Need for support. Physicians said that they would be more inclined to provide buprenorphine treatment if they had an avenue of communication to an addiction specialist. “It would be helpful to know ahead of time what can go wrong,” one doctor commented. Other physicians acknowledged that treating addiction is more than writing a prescription, and that some type of partnership with a specialist would be helpful.

Policy restrictions. The physicians who were treating addiction patients with buprenorphine mentioned this issue more frequently. The current policy states that a maximum of 30 patients can be treated in any medical practice. The number 30 is arbitrary, and some physicians expressed frustration. “I prescribe all kinds of things that are much more dangerous,” one doctor commented. The intent of the limit was to prevent any one office from becoming a prescription mill, but no evidence supports a specific number of patients as appropriate for one office to manage.

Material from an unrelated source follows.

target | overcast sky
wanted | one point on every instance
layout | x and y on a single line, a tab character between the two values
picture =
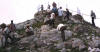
22	10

These concerns may explain the sluggish adoption of buprenorphine treatment, Dr. Fiellin said. “We have been working on a physician clinical support system to provide physician mentors,” he noted. Office-based buprenorphine treatment has promise, and clinical support in the form of a mentorship program may help expand care.

An outreach plan, the Physician Clinical Support System, funded by SAMHSA, calls for medical societies to have information for physicians at buprenorphine training events, with local mentors available to whom they can pose questions after the training. Concerns about undesirable patients are unwarranted, because patients with addiction problems are often already part of any patient population, Dr. Fiellin said.

Location of training programs is another concern. Most buprenorphine prescribers are in the Northeast and on the West Coast. Although locations have not always been convenient for physicians, online training courses are also available.

Cost is an issue as well. The science behind buprenorphine is solid, but the financing remains in flux, in part because the cost has not been standardized. Payment for the treatment varies, with some providers taking insurance and others taking cash.